Cumulative fund-flow estimates may be revised upward or downward or they may be rounded off and could include unannounced revisions and adjustments to figures from prior weeks.

EPFR sees gains continuing

Another fund-tracking service, Cambridge, Mass.-based EPFR Global, meanwhile saw its sixth consecutive net cash gain this week, with $170 million more coming into the junk funds than exiting them, according to a market source.

That followed what the source described as a “tiny” net inflow last week.

Before that, the source said, EPFR had recorded an inflow just north of $800 million during the Oct. 11 week, as well as inflows of $1.22 billion in the Oct. 4 week, of $1.38 billion in the Sept. 27 week and $243 million in the Sept. 20 week.

EPFR last saw an outflow during the Sept. 13 week, when it said the funds it tracks lost $711 million.

EPFR’s methodology differs from Lipper’s, as its fund universe includes many mutual funds and ETFs domiciled outside the United States, such as strictly European junk funds and broader global funds, versus Lipper’s solely domestic orientation.

The two services’ overall respective weekly results usually point pretty much in the same general direction in terms of a given week having an inflow or an outflow; sometimes their numbers track fairly closely, as happened to be the case this week, while other times, they may differ widely, such as during the Oct. 4 week, when EPFR’s reported inflow ($1.22 billion) was about twice the $646 million inflow that Lipper had seen.

And occasionally, the two companies’ numbers may even diverge completely, as happened last week, with EPFR recording a small inflow and Lipper seeing an outflow, as noted.

Taking those differences into account, EPFR has now seen 25 inflows so far this year and 18 outflows, versus Lipper, which, as noted, has seen 22 cash gains and 21 cash losses.

IG corporates continue rebound

Looking at fund flows for other asset classes during the week, investment-grade corporate funds posted their sixth consecutive weekly gain following a rare two straight weekly losses.

The Lipper calculations indicated that the funds saw a net inflow of $3.26 billion during the reporting week ended Wednesday, on the heels of a $3.39 billion upturn seen last week.

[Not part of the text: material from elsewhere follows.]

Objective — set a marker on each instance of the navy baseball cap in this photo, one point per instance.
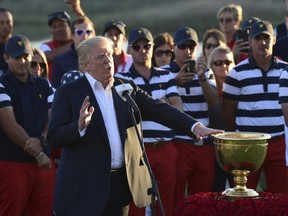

The inflows seen over the past six weeks had followed net outflows of $25 million during week ended Sept. 13 and $43 million during the week ended Sept. 6, which had been the first loss of the year after 35 straight net inflows this year before that and 37 inflows overall dating back to the week ended Dec. 21, 2016, according to a Prospect News analysis of the data.

This week’s inflow raised the year-to-date net inflow figure to $104.12 billion from last week’s $100.86 billion, establishing a fifth consecutive new 2017 cumulative peak level.